I don't think it needs to be an exact copy, I just want to recreate the experience. I am a little concerned that my mental image of the beer would have shifted by now as brains tend to do that. So I am also thinking I need to head towards the mental image.
So, I am thinking about starting with a brown ale vibe, and then while I can't be sure that there wasn't apples in it, I want that flavor. Would it make sense to put apples in the beer during the boil? Or even use some juice as a portion of the initial liquid? The guy in the podcast mentioned that he put mushrooms in one of his beers (I know... right? ). He had dried, vacuum sealed, and then froze them. He then added them to a later part of the fermentation cycle. I thought that sounded risky, but it seemed to work for him. In thinking about this, I thought that perhaps doing the same thing with apples. I could dehydrate them and add some slices to the fermenter at some point.
The book I am reading right now talks about Australian and Brittish Ale yeast having a potentially tart and or fruity flavors, and listed as good for brown beers, so I suppose that is also an idea too.

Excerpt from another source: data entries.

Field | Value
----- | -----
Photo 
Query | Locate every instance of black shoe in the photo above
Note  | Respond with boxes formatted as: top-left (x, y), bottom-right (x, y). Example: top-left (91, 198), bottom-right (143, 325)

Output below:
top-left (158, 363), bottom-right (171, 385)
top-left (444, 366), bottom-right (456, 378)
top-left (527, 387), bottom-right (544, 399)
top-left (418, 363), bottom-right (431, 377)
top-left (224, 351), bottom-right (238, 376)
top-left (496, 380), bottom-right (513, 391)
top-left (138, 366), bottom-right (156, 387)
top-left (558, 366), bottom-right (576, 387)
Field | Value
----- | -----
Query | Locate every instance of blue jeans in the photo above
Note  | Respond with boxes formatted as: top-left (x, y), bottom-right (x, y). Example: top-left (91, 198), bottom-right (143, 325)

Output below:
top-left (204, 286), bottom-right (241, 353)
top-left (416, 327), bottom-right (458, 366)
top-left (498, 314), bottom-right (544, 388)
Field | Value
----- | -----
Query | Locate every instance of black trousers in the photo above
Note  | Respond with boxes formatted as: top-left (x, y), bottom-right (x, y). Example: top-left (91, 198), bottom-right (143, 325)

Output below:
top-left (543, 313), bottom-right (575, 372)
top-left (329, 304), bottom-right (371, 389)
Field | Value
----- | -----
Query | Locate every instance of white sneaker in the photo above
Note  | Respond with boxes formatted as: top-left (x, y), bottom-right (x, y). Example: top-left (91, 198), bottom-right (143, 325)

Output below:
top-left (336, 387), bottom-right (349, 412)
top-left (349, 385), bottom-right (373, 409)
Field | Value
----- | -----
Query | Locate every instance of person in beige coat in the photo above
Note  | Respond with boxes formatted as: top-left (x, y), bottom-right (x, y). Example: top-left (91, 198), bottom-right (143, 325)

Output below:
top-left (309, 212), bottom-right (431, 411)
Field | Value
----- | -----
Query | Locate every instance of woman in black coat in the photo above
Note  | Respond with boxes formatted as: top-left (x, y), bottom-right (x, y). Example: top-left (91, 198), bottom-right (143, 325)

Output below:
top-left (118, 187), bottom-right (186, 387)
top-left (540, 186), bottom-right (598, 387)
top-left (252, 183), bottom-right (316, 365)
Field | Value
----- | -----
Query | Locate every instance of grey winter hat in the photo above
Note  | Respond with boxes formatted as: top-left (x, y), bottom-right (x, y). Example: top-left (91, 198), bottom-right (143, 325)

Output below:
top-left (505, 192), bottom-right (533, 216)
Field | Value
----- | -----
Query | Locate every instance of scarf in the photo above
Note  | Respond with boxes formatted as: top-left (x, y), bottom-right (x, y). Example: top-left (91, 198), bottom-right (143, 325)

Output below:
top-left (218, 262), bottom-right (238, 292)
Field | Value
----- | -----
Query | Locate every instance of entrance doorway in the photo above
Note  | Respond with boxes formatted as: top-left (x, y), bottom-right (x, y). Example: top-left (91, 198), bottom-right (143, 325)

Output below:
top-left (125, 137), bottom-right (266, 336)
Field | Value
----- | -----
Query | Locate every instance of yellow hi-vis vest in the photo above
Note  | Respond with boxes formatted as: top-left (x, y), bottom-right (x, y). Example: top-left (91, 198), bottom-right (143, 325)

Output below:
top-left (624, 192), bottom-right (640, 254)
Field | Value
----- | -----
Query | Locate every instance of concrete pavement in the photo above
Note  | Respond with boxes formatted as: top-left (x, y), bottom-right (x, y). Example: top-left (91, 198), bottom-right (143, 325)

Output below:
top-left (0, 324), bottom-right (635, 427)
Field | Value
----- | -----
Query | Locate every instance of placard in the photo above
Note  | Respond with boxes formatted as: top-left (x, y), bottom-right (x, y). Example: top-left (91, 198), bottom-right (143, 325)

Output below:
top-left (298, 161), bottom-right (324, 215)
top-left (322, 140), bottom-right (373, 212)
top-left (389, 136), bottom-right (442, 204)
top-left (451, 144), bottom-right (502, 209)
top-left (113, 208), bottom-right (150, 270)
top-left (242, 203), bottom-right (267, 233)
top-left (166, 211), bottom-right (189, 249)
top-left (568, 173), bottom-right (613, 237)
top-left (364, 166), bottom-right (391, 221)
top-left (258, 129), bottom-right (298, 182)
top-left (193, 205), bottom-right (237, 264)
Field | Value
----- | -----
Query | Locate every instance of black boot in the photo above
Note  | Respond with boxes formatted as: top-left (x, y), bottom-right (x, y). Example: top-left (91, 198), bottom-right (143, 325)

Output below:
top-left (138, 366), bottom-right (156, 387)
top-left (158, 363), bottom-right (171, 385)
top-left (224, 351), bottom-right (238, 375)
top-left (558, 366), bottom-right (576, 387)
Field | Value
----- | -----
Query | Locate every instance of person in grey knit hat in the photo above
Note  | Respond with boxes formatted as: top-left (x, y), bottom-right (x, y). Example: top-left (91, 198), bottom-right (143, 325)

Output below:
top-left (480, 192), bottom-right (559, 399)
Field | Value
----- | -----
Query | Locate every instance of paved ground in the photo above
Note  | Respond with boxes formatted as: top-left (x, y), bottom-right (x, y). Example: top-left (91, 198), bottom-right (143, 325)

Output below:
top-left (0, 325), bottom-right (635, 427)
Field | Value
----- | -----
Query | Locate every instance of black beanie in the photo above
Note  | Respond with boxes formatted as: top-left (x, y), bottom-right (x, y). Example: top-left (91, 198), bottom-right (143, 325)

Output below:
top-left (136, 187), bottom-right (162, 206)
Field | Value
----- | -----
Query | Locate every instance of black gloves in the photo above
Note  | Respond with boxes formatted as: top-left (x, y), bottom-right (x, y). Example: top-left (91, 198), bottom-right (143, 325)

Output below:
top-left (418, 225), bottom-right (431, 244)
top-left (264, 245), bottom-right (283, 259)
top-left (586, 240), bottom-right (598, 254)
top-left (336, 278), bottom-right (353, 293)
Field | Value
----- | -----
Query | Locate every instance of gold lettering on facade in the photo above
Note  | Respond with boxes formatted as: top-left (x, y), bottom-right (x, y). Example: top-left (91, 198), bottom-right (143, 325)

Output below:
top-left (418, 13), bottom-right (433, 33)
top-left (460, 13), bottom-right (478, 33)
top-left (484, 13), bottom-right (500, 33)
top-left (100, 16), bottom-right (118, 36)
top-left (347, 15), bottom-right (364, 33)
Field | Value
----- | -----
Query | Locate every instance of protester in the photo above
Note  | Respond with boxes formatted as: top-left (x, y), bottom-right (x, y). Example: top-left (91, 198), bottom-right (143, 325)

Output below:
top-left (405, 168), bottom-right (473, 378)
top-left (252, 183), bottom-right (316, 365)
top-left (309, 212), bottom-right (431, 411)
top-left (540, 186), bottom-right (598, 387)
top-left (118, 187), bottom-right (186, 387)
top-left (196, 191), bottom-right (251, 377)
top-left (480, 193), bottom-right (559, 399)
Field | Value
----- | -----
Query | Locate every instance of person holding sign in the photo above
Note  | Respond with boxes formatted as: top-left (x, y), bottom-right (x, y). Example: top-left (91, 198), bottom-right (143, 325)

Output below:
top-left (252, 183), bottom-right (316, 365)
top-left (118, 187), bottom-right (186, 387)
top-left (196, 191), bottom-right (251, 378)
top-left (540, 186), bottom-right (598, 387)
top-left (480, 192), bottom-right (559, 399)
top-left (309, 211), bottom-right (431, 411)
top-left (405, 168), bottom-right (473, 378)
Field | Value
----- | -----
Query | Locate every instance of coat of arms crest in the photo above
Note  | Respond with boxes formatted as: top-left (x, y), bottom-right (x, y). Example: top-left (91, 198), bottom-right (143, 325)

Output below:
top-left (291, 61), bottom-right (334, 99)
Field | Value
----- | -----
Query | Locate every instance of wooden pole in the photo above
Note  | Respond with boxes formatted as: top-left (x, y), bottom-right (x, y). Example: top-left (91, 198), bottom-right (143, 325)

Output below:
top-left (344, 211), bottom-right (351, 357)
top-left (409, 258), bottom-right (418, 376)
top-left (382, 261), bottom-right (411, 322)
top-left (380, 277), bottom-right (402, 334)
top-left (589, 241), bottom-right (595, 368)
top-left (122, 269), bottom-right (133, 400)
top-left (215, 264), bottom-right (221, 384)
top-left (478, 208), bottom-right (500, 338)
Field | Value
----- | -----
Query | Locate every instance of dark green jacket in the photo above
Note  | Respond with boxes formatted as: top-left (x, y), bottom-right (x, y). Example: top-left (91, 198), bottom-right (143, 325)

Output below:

As to the ice slivers... I have been thinking about this a lot too. Is it possible that they got the temperature so cold that ice started to form, but it was not cold enough to actually freeze? Or they kept the beer moving, sort of like a basic form of a beer slushy? HEY NOW!?! Beer slushys anyone? Sorry... squirrel moment there. Or do you think it was the glass which might have had some water on it when they put it in the freezer. I just don't think you would get the sliver size if it were just beads of water. I think it was in the beer itself.
Sorry for the insanely long post, but it's an experiential thing, and I tend to get long winded about those sorts of things.
Edit: I asked the friends who were with me if they could remember anything about it. One reminded me that it was a "Nut Brown". I don't know what that means, but there ya go. I figured I should mention it.